Improve background migrations for primary key conversions
This is an issue that spun out of the work of #288004 (closed), although there has been a long-standing desire to improve background migrations.
Background
The first primary key targeted for conversion was events
. Due to the large size of the table, the current estimate for the background migration to complete is ~6 months. This estimate is based on timings from database-lab, where the limiting factor is the number of records that can be updated per batch. Due to differences between database-lab and production hardware, we feel confident that the batch size can be increased for production, but this is difficult to verify. By improving background migrations, we can solve this problem without investing a lot of manual effort, and lay the groundwork for a better system.
There are several drawbacks to the background migration approach:
- Scheduling migrations on large tables is a heavy process. It requires batching over the entire table in a migration, and can result in tens or possibly even hundreds of thousands of jobs being enqueued, with many not executing for weeks.
- Migration execution is completely static. Once the jobs are enqueued, they are frozen. There is no way to reconfigure, pause, or abort the migration.

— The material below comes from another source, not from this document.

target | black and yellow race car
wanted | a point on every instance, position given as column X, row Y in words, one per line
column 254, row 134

- Most migrations provide no insight on their execution. While we did add some rudimentary tracking with partitioning, we can improve on this.
Goals
For the primary key conversion, we have to migrate some of the largest tables in the database, and any tables with foreign keys referencing those columns. We can't easily reason about how these migrations will perform, and once kicked off can run for a long period of time. The two biggest requirements for these conversion migrations are:
- Allow migrations to be configurable. We should be able to adjust the batch-sizes of the migrations on the fly, based on monitoring from the production environment.
- Allow migrations to be parallelizable. This means that not only can multiple background migrations be run in parallel, but also a single migration can be broken up and run in parallel as well. This is a necessity given the size of the tables that need to be processed in order to convert all columns.
But this also requires changes that will improve the efficiency of scheduling and provide better tracing over in-progress migrations.
Design
The approach we discussed:
- Introduce a new table which tracks background migrations. This would include details like:
- migration class name
- details for batching: table, min/max values for the migration, batch size
- delay interval between jobs
- status
- Build on the existing job tracking table, adding details like:
- job start/stop id
- tracking for number of attempts
- At the time the migration migration is "enqueued", rather than walk the table and enqueue each job, simply create the record(s) in the migration tracking table.
- Add a new
sidekiq
cron job which periodically scans the above table and enqueues necessary jobs based on their interval. - The enqueued job calculates its own batch range based on previous executions and currently configured batch size, executes, and updates the status in the database when complete. We can also use an
ExclusiveLease
here to ensure we only have one active job at a time. - Failed jobs can be automatically retried N times based on their database status, to keep consistent behavior with current
sidekiq
retries.
Parallelization
This adds to the complexity of the initial changes, so we should avoid tackling this directly at the outset. For the time being, we can simulate this by creating multiple entries in the migration tracking table with different start/stop ranges to batch over. For example, with a table containing 1B records, we can create four records in the migration tracking table, with ids of 1..250M, 250M..500M, 500M..750M, 750M..1B.
This will still be picked up and executed as four different migrations, and occur in parallel, and we can build on this idea later.